PBS's Downton Abbey began its dramatic fourth season in the United States this month. The series has already been renewed for season 5, but will its fifth season be its last?

Julian Fellowes, Downton Abbey creator and writer, said is he not sure about the future of his hit series.

"I don't know yet if there is a season 6, but it's not going to go on forever," he said in an interview with Wall Street Journal. "It won't be 'Perry Mason.'"

It may appear that Fellowes is being vague, but it is possible that the creator is truly unsure of whether or not season 6 will happen. According to Gareth Neame, Downton Abbey executive producer, ITV, the channel that originally airs the show in Britain, orders episodes of the show one season at a time.

"ITV commission each series on a year-by-year basis," Neame said in a statement. "In an interview given to The Wall Street Journal(published December 31, 2013), Julian Fellowes stated that the show would not go on forever (inevitable of course and something both he and I have been on the record for previously). For now ITV have commissioned series five and that is what we are busy preparing."

Viewers can choose to look at the glass half-full, however, because Neame did not exactly say that the show would end before season 6.

"I can confirm that there are no plans to end the show after the fifth series," his statement said.

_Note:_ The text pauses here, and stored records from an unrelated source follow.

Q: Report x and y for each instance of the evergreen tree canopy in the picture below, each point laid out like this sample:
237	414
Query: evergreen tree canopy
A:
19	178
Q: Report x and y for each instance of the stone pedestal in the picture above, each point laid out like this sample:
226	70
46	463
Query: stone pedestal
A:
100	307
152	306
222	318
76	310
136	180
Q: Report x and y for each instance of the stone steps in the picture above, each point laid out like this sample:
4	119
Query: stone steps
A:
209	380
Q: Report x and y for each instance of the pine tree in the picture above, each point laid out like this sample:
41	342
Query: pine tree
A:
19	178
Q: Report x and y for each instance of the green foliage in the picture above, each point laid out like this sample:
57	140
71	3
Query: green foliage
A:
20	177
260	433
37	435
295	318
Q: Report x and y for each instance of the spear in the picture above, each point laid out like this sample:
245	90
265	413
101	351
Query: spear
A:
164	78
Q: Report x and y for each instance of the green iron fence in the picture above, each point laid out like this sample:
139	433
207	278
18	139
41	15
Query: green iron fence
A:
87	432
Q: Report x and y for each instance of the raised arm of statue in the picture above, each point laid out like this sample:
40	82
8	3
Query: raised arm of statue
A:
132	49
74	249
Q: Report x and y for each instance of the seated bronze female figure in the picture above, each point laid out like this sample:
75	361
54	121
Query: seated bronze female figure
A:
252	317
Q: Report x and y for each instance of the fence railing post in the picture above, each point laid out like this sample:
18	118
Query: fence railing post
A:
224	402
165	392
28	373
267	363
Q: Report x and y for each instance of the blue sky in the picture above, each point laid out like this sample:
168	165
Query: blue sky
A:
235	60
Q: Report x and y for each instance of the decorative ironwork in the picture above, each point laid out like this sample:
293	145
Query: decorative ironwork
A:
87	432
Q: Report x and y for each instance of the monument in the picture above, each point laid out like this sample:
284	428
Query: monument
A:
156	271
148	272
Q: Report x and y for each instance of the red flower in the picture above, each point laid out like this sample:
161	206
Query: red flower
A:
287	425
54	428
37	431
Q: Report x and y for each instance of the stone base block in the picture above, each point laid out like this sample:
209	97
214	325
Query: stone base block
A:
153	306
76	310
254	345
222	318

On the other hand, the glass could be considered half-empty. Back in 2012, Neame said that the show would most likely end after season 6, at the latest.

"We have to balance between continuing to make it for audiences around the world that adore it and making sure that we don't take it too far ... which is not now and not next year, but likely five years or six years, not 10 years," the producer said in an interview with The Hollywood Reporter.